A robot icon with a word bubble saying "Hi, there! I'm Wayfair's virtual assistant. Let me know how I can help!"

Not everyone wants to speak with someone when they need to set up a return or report an issue with their order. We built an NLP-powered Virtual Assistant to provide our customers a fast and easy option that’s available 24/7 to resolve their service-related issues.

Why Build a Virtual Assistant?

At Wayfair, we strive to continually provide our customers best-in-class customer service, and know that it is a key differentiator between us and our competitors. Part of our approach to achieving this involves meeting customers where they are, consistently delivering a delightful experience, and continuously improving our processes. To deliver on these goals, data science partnered with product and engineering teams to build Wayfair’s first Virtual Assistant (VA). The goal is to provide our customers 24/7 support that incorporates the accessibility of a conversational interface and the efficiency of self-service. The Virtual Assistant can fully automate some contacts and can also reduce the time to resolution for customers when they are speaking to a service consultant, by identifying the customer’s intent, and the specific product or order in question.

Building the Virtual Assistant poses several interesting data science, product, and engineering challenges. From the product perspective, there are customer-facing challenges, how do we resolve the customer’s issue in an automated and user-friendly way, and what is the most logical conversion flow for each potential intent? From the data science perspective, we need a customer intent taxonomy with comprehensive and mutually exclusive categories. Once we have the taxonomy, we need to label data against this taxonomy, and finally select a modeling approach with a fast inference time (~100 ms) to ensure that interactions with customers flow as seamlessly as chatting with a live agent. From the engineering perspective, we need to consider how to design each component to be plug-and-play for easy testing and development. We also need to consider how our infrastructure and databases will scale as Wayfair’s business continues to grow, and the monitoring necessary to detect potential errors proactively.

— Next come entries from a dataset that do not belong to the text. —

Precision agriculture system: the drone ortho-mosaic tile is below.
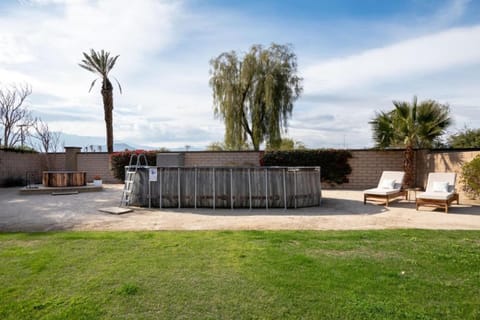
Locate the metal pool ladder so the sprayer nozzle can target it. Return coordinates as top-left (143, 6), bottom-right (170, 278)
top-left (120, 153), bottom-right (148, 207)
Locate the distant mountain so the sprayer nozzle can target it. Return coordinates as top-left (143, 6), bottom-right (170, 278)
top-left (59, 133), bottom-right (204, 152)
top-left (60, 133), bottom-right (155, 152)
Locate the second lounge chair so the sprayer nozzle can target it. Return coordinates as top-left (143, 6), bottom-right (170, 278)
top-left (415, 172), bottom-right (459, 213)
top-left (363, 171), bottom-right (407, 207)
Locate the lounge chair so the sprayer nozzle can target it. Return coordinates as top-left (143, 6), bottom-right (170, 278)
top-left (363, 171), bottom-right (407, 207)
top-left (415, 172), bottom-right (459, 213)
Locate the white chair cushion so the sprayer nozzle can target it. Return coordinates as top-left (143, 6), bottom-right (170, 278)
top-left (380, 179), bottom-right (395, 189)
top-left (433, 181), bottom-right (448, 192)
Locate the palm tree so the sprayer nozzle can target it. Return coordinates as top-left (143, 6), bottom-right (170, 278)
top-left (79, 49), bottom-right (122, 153)
top-left (370, 96), bottom-right (452, 187)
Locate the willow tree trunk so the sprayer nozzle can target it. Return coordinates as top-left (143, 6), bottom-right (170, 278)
top-left (102, 78), bottom-right (113, 153)
top-left (403, 145), bottom-right (415, 188)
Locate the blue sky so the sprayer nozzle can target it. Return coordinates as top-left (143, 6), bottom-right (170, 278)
top-left (0, 0), bottom-right (480, 149)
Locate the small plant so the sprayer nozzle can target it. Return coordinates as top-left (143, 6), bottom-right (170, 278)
top-left (462, 155), bottom-right (480, 199)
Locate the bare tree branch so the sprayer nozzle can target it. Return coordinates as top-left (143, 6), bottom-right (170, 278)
top-left (0, 84), bottom-right (35, 147)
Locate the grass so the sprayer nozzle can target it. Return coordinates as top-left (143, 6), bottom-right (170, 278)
top-left (0, 230), bottom-right (480, 319)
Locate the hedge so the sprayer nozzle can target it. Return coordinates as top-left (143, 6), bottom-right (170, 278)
top-left (462, 155), bottom-right (480, 199)
top-left (260, 149), bottom-right (352, 184)
top-left (110, 150), bottom-right (159, 181)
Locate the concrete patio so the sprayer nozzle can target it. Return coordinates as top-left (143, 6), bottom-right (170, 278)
top-left (0, 184), bottom-right (480, 232)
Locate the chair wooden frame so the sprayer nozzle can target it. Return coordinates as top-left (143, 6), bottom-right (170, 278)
top-left (363, 171), bottom-right (408, 207)
top-left (415, 172), bottom-right (460, 213)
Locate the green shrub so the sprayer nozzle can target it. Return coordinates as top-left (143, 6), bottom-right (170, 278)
top-left (110, 150), bottom-right (159, 181)
top-left (462, 155), bottom-right (480, 198)
top-left (260, 149), bottom-right (352, 184)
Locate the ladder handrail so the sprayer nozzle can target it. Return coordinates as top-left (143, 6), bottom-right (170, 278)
top-left (120, 153), bottom-right (148, 206)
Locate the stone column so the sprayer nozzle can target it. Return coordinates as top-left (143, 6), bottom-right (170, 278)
top-left (65, 147), bottom-right (82, 171)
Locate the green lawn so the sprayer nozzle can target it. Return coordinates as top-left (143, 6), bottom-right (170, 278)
top-left (0, 230), bottom-right (480, 319)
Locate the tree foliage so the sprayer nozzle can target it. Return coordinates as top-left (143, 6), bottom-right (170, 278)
top-left (210, 44), bottom-right (303, 150)
top-left (370, 96), bottom-right (452, 186)
top-left (447, 128), bottom-right (480, 148)
top-left (462, 155), bottom-right (480, 198)
top-left (79, 49), bottom-right (122, 153)
top-left (266, 138), bottom-right (307, 151)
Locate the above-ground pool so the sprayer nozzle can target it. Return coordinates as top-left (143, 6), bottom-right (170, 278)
top-left (126, 166), bottom-right (322, 209)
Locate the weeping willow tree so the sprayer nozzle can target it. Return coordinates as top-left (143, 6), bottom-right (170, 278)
top-left (370, 96), bottom-right (452, 187)
top-left (210, 44), bottom-right (303, 150)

Predicting Customer Intent

Data Collection

The first step in this process was to define a taxonomy that covers the many different intentions behind why customers contact customer service. Previous taxonomies that had been used for contact tagging were quite broad and would often combine the intent of the customer with the resolution provided by the customer service representative. To begin this process we analyzed approximately 10,000 chats between customers and our representatives to begin identifying the various intents customers have when contacting customer service as well as the nuance between each request. From this analysis, we derived a hierarchical taxonomy with 11 broad categories and 70 specific subcategories, spanning questions related to item delivery, returns, replacement items, and changes to order information. A hierarchical taxonomy enables flexibility for modeling approaches, taxonomy updates, and different use-cases depending on the granularity of the intent required. A subset of our taxonomy is shown in Figure 1.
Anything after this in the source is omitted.